How to make the most of what you have.
The way we spend money can have a big impact on what we have left at the end of the month and whether we’re able to reach financial goals. So, how do you priotise spending to make sure that your income works for you?
Step 1 – take the blinkers off; how much do you really spend?
When spending gets out of control it’s often as a result of simply not keeping track of it. We have a tendency to “forget” about some purchases, particularly those we know we shouldn’t really be making, and that can end up causing financial chaos. It’s those purchases that can lead us into trouble with bad credit scores then we end up looking for bad credit loans which have high interest rates and so the spiral of debt can start.
So, when you start looking at the best ways to prioritise spending, work out where you’re spending unnecessarily – even unconsciously. Keep track of every single purchase over the course of a month so that you can see exactly where your money has gone. There are many apps and personal finance tools now that will show you how much you’re actually spending – as opposed to what you think you’re spending. Use a budget tracker so that every purchase you make is recorded and nothing falls through the cracks.

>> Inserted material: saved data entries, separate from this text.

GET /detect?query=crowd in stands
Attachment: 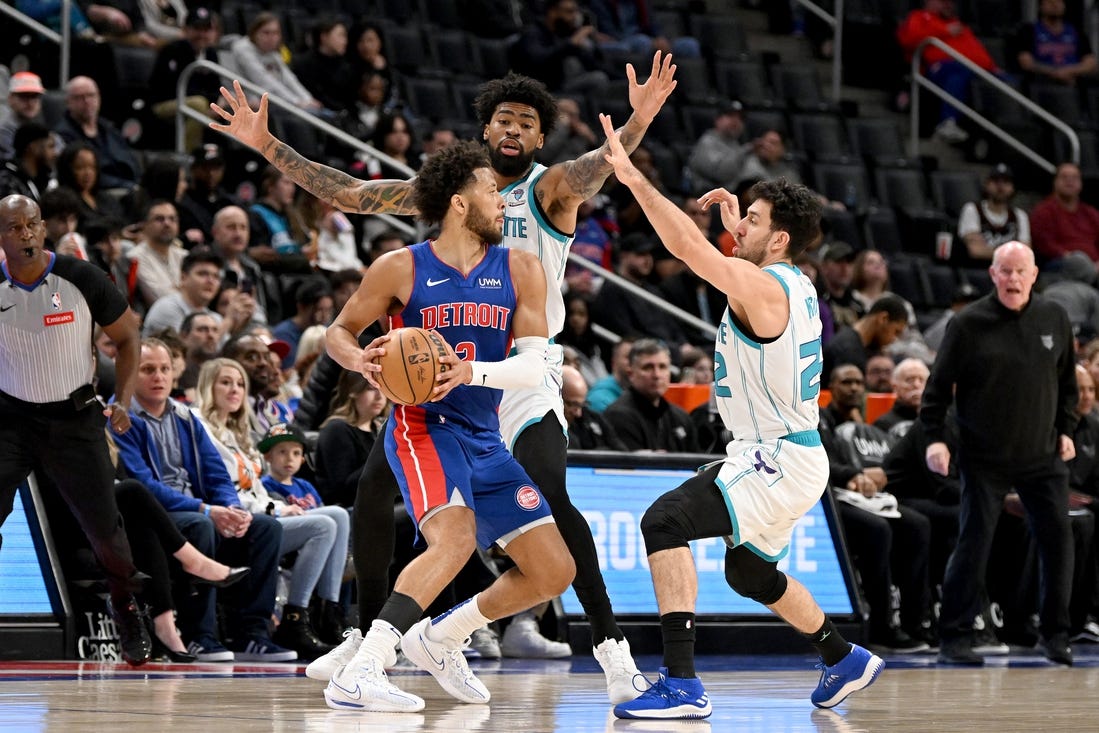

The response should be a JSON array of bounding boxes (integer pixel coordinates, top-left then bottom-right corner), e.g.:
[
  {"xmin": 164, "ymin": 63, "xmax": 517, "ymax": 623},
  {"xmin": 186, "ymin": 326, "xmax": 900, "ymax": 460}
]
[{"xmin": 3, "ymin": 0, "xmax": 1099, "ymax": 661}]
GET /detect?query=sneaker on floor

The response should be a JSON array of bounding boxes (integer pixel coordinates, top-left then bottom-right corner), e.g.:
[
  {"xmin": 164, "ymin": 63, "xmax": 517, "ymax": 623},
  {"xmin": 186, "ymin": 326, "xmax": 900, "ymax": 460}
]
[
  {"xmin": 325, "ymin": 654, "xmax": 425, "ymax": 712},
  {"xmin": 401, "ymin": 617, "xmax": 490, "ymax": 704},
  {"xmin": 106, "ymin": 596, "xmax": 152, "ymax": 667},
  {"xmin": 613, "ymin": 667, "xmax": 711, "ymax": 719},
  {"xmin": 186, "ymin": 635, "xmax": 235, "ymax": 663},
  {"xmin": 229, "ymin": 635, "xmax": 298, "ymax": 662},
  {"xmin": 934, "ymin": 118, "xmax": 969, "ymax": 144},
  {"xmin": 468, "ymin": 626, "xmax": 501, "ymax": 660},
  {"xmin": 593, "ymin": 637, "xmax": 650, "ymax": 704},
  {"xmin": 500, "ymin": 614, "xmax": 572, "ymax": 659},
  {"xmin": 1071, "ymin": 620, "xmax": 1099, "ymax": 644},
  {"xmin": 810, "ymin": 644, "xmax": 884, "ymax": 709},
  {"xmin": 1039, "ymin": 632, "xmax": 1073, "ymax": 666},
  {"xmin": 972, "ymin": 626, "xmax": 1008, "ymax": 656},
  {"xmin": 306, "ymin": 627, "xmax": 363, "ymax": 681},
  {"xmin": 937, "ymin": 636, "xmax": 984, "ymax": 666},
  {"xmin": 870, "ymin": 628, "xmax": 929, "ymax": 655}
]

Step 2 – differentiating between essentials and what is nice to have
If we’re honest, the new shoes, the Friday night pizza or the trip to Disney World is not an essential when it comes to what we need to spend our cash on. If you want to learn to prioritise spending well then it all starts with analysing whether your money is going on essential purchases or you’re wasting your money on items you don’t really need. Use the information that you’ve gathered from a month of spending tracking and make a list of every single item that appears. Remember it’s only by doing this that you can avoid serious debt with the likes of bad credit loans and doorstep loans. Go through the list and identify your “essential” costs – for most people these will be any or all of the following:
- Rent or mortgage payments
- Transport costs
- Medical costs
- Utilities bills
Be brutally honest with yourself about what counts as an essential and then split what you’ve spent into two columns – “essential” and “non-essential.” You might be surprised by just how many of the things you buy actually aren’t essential at all.
Step 3 – apply what you know about your spending to your budget
Now you know exactly how much of your monthly spend is being applied to essential costs and how much is being wasted on “non-essentials.” This is where you can start to change how you manage your cash. Make a list of your financial goals, whether that’s simply making ends meet, starting a savings account or paying off debt. Work out how much you need to put towards this each month. When your next salary payment comes in, apply it first to the “essentials” list and then funnel a percentage of it to your financial goals. Use only what is left for items that appear on your “non-essentials” list. That way you will always be sure that the money you have is being put towards your priorities first.